On ne voyait que le bonheur (Grégoire Delacourt)
Un roman poignant qui aborde des sujets difficiles mais universels! 17/20
Le synopsis :
Antoine a la quarantaine, une femme, deux enfants. Il est expert en assurance et excellence dans son métier pour lequel « il est payé pour payer le moins possible ». Seulement, lorsqu’il apprend que son père est atteint d’un cancer, sa vie bascule. L’heure du bilan sonne le glas de son ancienne vie. Il dissèque alors ses souvenirs d’enfance sans maman, sa vie d’homme, de frère, de père, de fils. Ce qui l’entraînera loin, très loin de sa vie, bouleversée à jamais.
La critique :
Le roman se divise en trois parties. La première est la plus importante et dépeint la vie d’Antoine, et sa lente déchéance quand il apprend que son père est gravement malade. La deuxième a toujours Antoine pour narrateur, mais ce dernier a tellement changé qu’on croirait presque à un autre personnage. L’histoire se déroule alors à l’étranger. Enfin, la troisième partie est centrée sur la fille d’Antoine, Joséphine. Les trois parties se font suite, mais chacune regorge de souvenirs passés.

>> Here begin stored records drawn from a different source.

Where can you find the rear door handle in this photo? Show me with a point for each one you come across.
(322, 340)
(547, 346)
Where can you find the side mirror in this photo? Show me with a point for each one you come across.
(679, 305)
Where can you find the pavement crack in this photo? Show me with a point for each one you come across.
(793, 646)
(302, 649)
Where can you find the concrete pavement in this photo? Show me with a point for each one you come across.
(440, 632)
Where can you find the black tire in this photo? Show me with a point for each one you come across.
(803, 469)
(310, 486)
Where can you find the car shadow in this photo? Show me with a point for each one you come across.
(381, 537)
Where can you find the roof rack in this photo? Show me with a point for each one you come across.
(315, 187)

Cette histoire m’a fait un effet inhabituel. La première partie m’a un peu déçue, l’histoire paraissant somme toute banale. Certes, le petit Antoine a vécu des tragédies pendant son enfance, mais je n’arrive pas pour autant à le trouver intéressant à défaut d’être attachant (ce qu’il n’est pas, au début en tout cas). A la fin de la 1ère partie cependant, l’histoire prend un tournant complètement inattendu (tout en restant dans le drame). Et à partir de là, impossible de décrocher. Les chapitres déjà très courts, se succèdent encore plus rapidement. L’auteur instille des émotions fortes : angoisse, tristesse, désespoir et compassion qui viennent vous tirer des larmes et vous serrer la gorge à tour de rôle.

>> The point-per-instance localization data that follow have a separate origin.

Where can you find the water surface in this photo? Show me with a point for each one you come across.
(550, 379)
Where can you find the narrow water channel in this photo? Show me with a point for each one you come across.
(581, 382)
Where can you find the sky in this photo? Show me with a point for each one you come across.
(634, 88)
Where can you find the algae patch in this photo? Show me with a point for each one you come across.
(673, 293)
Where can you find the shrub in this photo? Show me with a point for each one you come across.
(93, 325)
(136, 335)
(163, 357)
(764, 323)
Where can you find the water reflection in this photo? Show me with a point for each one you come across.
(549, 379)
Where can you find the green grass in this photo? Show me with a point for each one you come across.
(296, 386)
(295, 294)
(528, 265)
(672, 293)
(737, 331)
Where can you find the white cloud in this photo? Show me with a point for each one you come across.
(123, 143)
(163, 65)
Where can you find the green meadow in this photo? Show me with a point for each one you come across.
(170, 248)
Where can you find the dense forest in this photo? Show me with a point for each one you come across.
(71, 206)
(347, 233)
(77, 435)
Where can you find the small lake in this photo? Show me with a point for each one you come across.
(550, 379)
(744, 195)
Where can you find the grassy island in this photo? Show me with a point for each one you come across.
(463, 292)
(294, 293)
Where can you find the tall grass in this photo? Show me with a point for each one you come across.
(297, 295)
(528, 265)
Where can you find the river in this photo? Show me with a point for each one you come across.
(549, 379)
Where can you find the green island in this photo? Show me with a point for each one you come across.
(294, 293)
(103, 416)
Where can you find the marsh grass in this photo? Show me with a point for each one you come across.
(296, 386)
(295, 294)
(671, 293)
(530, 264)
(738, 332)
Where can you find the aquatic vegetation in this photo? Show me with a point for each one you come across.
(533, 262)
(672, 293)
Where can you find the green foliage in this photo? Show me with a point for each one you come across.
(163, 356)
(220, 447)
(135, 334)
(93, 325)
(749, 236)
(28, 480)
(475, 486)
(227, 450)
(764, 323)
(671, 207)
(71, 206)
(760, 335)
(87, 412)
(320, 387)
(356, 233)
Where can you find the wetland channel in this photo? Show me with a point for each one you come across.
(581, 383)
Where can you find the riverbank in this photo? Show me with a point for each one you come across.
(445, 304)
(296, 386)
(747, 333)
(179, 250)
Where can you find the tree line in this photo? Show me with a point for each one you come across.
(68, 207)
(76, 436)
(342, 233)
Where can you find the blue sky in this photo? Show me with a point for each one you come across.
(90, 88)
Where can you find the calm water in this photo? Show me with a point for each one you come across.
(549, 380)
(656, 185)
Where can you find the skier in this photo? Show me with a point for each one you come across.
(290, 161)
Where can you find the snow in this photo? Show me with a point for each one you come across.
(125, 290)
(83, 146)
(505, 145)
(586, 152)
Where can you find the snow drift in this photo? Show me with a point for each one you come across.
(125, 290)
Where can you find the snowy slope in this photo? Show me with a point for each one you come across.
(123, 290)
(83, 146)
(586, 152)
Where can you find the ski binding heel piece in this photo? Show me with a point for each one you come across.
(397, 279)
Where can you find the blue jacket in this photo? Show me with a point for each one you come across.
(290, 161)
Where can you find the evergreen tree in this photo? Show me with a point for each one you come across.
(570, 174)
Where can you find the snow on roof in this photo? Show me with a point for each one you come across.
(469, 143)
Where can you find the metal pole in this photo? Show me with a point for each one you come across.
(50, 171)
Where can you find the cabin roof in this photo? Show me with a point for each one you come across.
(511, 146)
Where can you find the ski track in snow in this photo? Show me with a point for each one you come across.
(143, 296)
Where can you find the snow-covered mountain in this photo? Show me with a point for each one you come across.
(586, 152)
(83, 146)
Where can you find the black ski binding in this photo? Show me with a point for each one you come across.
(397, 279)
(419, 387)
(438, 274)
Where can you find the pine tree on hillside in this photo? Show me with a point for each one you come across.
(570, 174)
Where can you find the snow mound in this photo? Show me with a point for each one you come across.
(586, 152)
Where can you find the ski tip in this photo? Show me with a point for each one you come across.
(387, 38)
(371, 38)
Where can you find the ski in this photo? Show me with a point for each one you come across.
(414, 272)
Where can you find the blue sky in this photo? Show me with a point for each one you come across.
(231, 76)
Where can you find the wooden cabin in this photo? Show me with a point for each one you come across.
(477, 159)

Le style de l’auteur est un atout original du roman. Il n’est pas seulement percutant, il est aussi multiple. Il évolue en fonction des personnages à qui il donne la parole. Ainsi, la logorrhée de la belle-mère d’Antoine est représentée par un flot de texte que vient n’interrompre aucun signe de ponctuation : irrespirable ! Le style jeune de Joséphine est bien exprimé et l’on a aucun mal à s’imaginer la jeune fille en colère.
En résumé, On ne voyait que le bonheur est un roman poignant qui aborde des sujets difficiles mais universels. Le désamour d’une mère, la perte d’un parent, les liens de fratrie ou encore l’infidélité sont autant de thèmes abordés par Delacourt. Si vous n’aimez pas les histoires de famille et les tragédies de couple, passez votre chemin ! En revanche, les amateurs d’émotions profondes et d’histoires qui finissent sur une belle note d’espoir sont au bon endroit. On sort bouleversé de ce récit ou apparaissent toutes les facettes de l’être humain : le pire comme le meilleur.
L’auteur :
Grégoire Delacourt est né en 1960 à Valenciennes. Après avoir été licencié, il crée sa propre agence publicitaire qu’il dirigera pendant plus de 20 ans. Il signe des contrats avec de grands noms tels que Unilever, Sephora ou encore Gallimard. C’est à l’âge de 50 ans qu’il écrit son premier roman L’écrivain de la famille. Deux ans plus tard, paraît La liste de mes envies, qui sera un best-seller et fera l’objet de deux adaptations : au théâtre et au cinéma. Son 3ème roman La première chose qu’on regarde lui vaut un procès contre l’actrice Scarlett Johansson. On ne voyait que le bonheur sort en 2014, est goncourable et remporte entre autre le titre de « Meilleur roman de l’année », par les journalistes du Parisien. Paru en avril 2015, Les quatre saisons de l’été parle, quant à lui, d’amour.
Le détail :
Les titres des nombreux chapitres font preuve d’originalité. Dans la première partie, ils représentent des chiffres, prix et autres dépenses («Deux fois trois cent francs», «Des notes de frais» ou «Toutes mes billes») faisant référence aux souvenirs évoqués dans le chapitre. On retrouve aussi des chiffres en guise de chapitrage dans la deuxième partie : 1922, ½ ou 4×4, toujours en rapport avec l’histoire. Enfin, les chapitres de la partie de Joséphine représentent des dates. Il faut suivre !
La parenthèse :
On ne voyait que le bonheur (chez J-C Lattès) est le roman le plus personnel de Grégoire Delacourt. En effet, l’auteur s’est inspiré de la perte de son propre père pour écrire cette histoire. Introspection, résurgence du passé et la quête de compréhension des liens familiaux sont autant de thèmes que l’écrivain a lui-même vécus. Il y exprime aussi l’infini tristesse qu’engendre la perte d’un parent.